Apple Replaces Last Remaining Intel-Made Component in M2 MacBook Air

In the M2 MacBook Air, Apple has replaced an Intel-made component responsible for controlling the USB and Thunderbolt ports with a custom-made controller, meaning the last remnants of Intel are now fully out of the latest Mac.

M2 MacBook Air 2022 Feature0008
Earlier this month, the repair website iFixit shared a teardown of the new ‌MacBook Air‌, revealing a look inside the completely redesigned machine. One subtle detail that went largely unnoticed was that unlike previous Macs, the latest ‌MacBook Air‌ introduces custom-made controllers for the USB and Thunderbolt ports.

iFixit mentioned it in their report, noting they located a "seemingly Apple-made Thunderbolt 3 driver, instead of the Intel chips we're familiar with." The new component was shared on Twitter earlier today, where it received more attention.

Few details are known about the controllers, including whether they're custom-made by Apple or a third party. In May 2021, Bloomberg's Mark Gurman reported that Apple planned to "replace the last remaining Intel part with an in-house version. Apple's current M1 Macs still use an Intel component known as a USB Retimer, which helps power the USB-C and Thunderbolt ports on its computer."
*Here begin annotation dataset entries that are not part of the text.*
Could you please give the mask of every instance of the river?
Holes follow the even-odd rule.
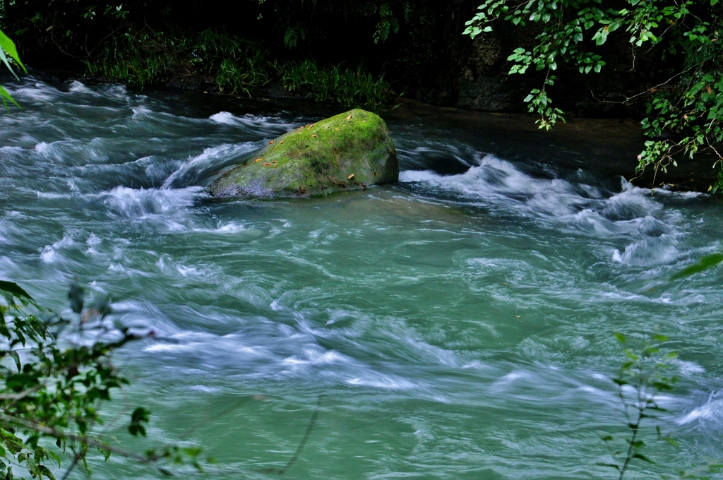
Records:
[[[0,114],[0,277],[61,308],[77,276],[162,338],[116,359],[133,382],[109,417],[153,414],[142,442],[118,424],[124,447],[200,445],[216,463],[199,478],[267,479],[308,431],[285,478],[617,478],[599,465],[601,437],[627,431],[614,333],[659,331],[680,380],[641,434],[655,463],[629,478],[723,458],[721,270],[670,279],[721,250],[717,199],[398,116],[398,183],[219,201],[215,173],[320,113],[10,86],[23,108]]]

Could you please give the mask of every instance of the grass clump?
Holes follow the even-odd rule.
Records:
[[[362,67],[319,68],[311,60],[290,62],[283,68],[283,87],[306,92],[317,102],[378,111],[389,101],[390,85],[384,75],[375,78]]]
[[[87,74],[142,88],[155,82],[201,82],[226,93],[251,96],[280,77],[289,92],[317,102],[378,111],[388,103],[390,84],[363,67],[320,67],[311,60],[280,62],[264,46],[223,30],[196,34],[126,33],[106,44],[100,57],[86,61]]]
[[[87,60],[87,72],[142,88],[158,82],[196,78],[221,91],[250,95],[268,82],[268,53],[262,46],[223,31],[127,33]]]

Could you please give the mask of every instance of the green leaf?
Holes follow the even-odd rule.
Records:
[[[18,372],[20,372],[20,369],[22,366],[20,364],[20,356],[17,354],[17,352],[14,350],[11,350],[7,352],[7,354],[12,357],[12,359],[15,361],[15,365],[17,367]]]
[[[1,87],[0,87],[1,88]],[[18,286],[17,283],[13,282],[7,282],[3,280],[0,280],[0,291],[6,291],[9,293],[12,293],[14,296],[18,299],[26,299],[33,301],[33,297],[26,292],[25,290]]]
[[[698,263],[690,265],[682,272],[678,272],[671,277],[670,280],[677,280],[679,278],[683,278],[683,277],[690,276],[694,273],[704,272],[706,270],[709,270],[715,267],[721,262],[723,262],[723,254],[716,253],[712,255],[707,255],[701,258],[701,261]]]
[[[20,66],[22,70],[25,73],[27,73],[25,66],[20,61],[20,56],[17,54],[17,48],[15,48],[15,44],[7,35],[3,33],[2,30],[0,30],[0,48],[7,51],[12,57],[12,59],[17,62],[17,64]]]

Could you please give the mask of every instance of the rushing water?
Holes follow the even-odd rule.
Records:
[[[601,437],[626,430],[613,333],[657,328],[680,353],[657,422],[679,447],[651,421],[656,463],[630,478],[723,458],[721,272],[670,280],[721,249],[714,199],[393,120],[398,184],[218,201],[204,190],[214,173],[318,117],[199,115],[182,96],[77,82],[12,93],[23,109],[0,115],[0,277],[59,307],[77,275],[166,339],[116,359],[134,382],[109,414],[154,415],[142,444],[119,427],[124,447],[202,445],[217,461],[202,478],[274,477],[316,411],[285,477],[612,478],[598,463]]]

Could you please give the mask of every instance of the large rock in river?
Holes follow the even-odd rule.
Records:
[[[399,178],[394,142],[384,121],[364,110],[300,127],[246,163],[223,173],[214,197],[309,197]]]

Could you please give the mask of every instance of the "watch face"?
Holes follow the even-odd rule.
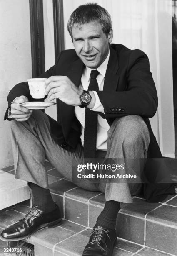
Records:
[[[91,100],[91,96],[88,93],[83,93],[81,96],[82,100],[84,103],[87,103],[90,102]]]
Related Roundup: MacBook Air
Related Forum: MacBook Air

Top Rated Comments

Manzanito Avatar
23 months ago

Take note: Pat Gelsinger. Their ain't no going back, Apple's business is forever lost to Intel!
Nonsense. Businesses don’t work like that, if it makes sense for both companies, they’ll work together in the future.
Score: 33 Votes (Like | Disagree)
peteyD Avatar
23 months ago

Nonsense. Businesses don’t work like that, if it makes sense for both companies, they’ll work together in the future.
There is no place on the internet for grown up comments like this.
Score: 28 Votes (Like | Disagree)
darngooddesign Avatar
23 months ago
That's what Intel gets for releasing chump chips instead of innovating.
Score: 27 Votes (Like | Disagree)
Nicole1980 Avatar
23 months ago

Wonder how the tech world will change should Intel go bust. Ain’t gonna happen in short term of course, and Intel isn’t sitting duck either.

With that being said, now Apple everything in the Mac is fully self-designed, lets See how much jump apple can make on M3.
I actually don't think we'll see big leaps with the Mx architecture anymore. The big transformational change was the M1, so I think now we'll see the same basic 10-20% increases (at best) with each new chip release.
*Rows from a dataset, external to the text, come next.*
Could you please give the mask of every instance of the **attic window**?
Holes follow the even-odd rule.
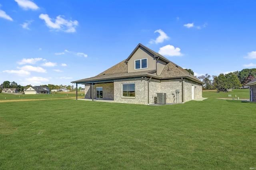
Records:
[[[142,69],[148,68],[148,59],[138,59],[134,61],[135,69]]]

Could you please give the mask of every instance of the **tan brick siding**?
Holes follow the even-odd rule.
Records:
[[[102,87],[103,88],[103,99],[114,100],[115,102],[124,103],[134,103],[147,105],[148,99],[149,104],[154,103],[154,97],[157,93],[166,93],[167,103],[181,103],[182,102],[182,81],[180,79],[160,81],[152,79],[149,83],[149,98],[148,98],[148,78],[142,79],[131,79],[125,80],[116,80],[114,83],[99,83],[94,85],[94,98],[96,97],[96,87]],[[123,97],[122,97],[122,84],[135,84],[135,98]],[[202,97],[202,85],[189,80],[183,80],[184,102],[191,100],[192,85],[195,87],[194,99]],[[178,101],[177,102],[176,90],[179,90],[178,93]],[[91,89],[90,85],[85,87],[85,98],[91,99]],[[172,93],[174,93],[174,95]]]
[[[256,85],[250,85],[250,93],[251,93],[250,95],[250,97],[251,95],[252,101],[251,101],[256,102]]]

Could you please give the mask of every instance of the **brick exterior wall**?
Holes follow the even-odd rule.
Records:
[[[116,80],[114,83],[99,83],[94,85],[94,99],[96,97],[96,87],[102,87],[103,99],[106,100],[114,100],[115,102],[124,103],[133,103],[147,105],[154,103],[154,97],[157,93],[166,93],[167,103],[181,103],[182,102],[182,81],[181,79],[162,80],[152,79],[149,83],[149,98],[148,98],[148,79],[138,78],[124,80]],[[129,98],[122,97],[122,84],[135,84],[135,97]],[[192,99],[192,85],[195,87],[194,99],[202,97],[202,85],[196,82],[184,79],[183,80],[184,102],[191,100]],[[85,98],[91,98],[91,86],[85,87]],[[176,90],[179,90],[178,102]],[[172,93],[174,93],[174,95]]]
[[[256,102],[256,85],[251,85],[250,86],[250,97],[251,101]]]

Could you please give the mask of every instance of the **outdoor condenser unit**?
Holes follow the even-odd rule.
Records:
[[[166,104],[166,93],[156,93],[157,100],[156,103],[164,105]]]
People were always squawking when Intel was only making a 12% increase with any new chip and now we're probably going to see the same pace with Apple's silicon.

Mind you, I'm not saying there's anything wrong with that, and the Mx is fantastic. I just don't think you'll see anything close to the huge jump again like we did from Intel to the M1.
Score: 20 Votes (Like | Disagree)
repoman27 Avatar
23 months ago
To clarify, the Thunderbolt/USB4 host controller and PHY are integrated into the M1/M2 SoC and are based on Synopsys DesignWare IP ('https://www.synopsys.com/designware-ip/interface-ip/usb/usb4.html'). The Intel JHL8040R ('https://ark.intel.com/content/www/us/en/ark/products/186251/intel-jhl8040r-thunderbolt-4-retimer.html') is just a Thunderbolt 4 retimer chip. The M2 version of the 13-inch MacBook Pro also uses the new U09PY3 retimer. iFixit missed that, but competitive analysis firm TechanaLye noticed it ('https://eetimes.itmedia.co.jp/ee/articles/2207/21/news031.html') and has already opened the chip and reported on their findings.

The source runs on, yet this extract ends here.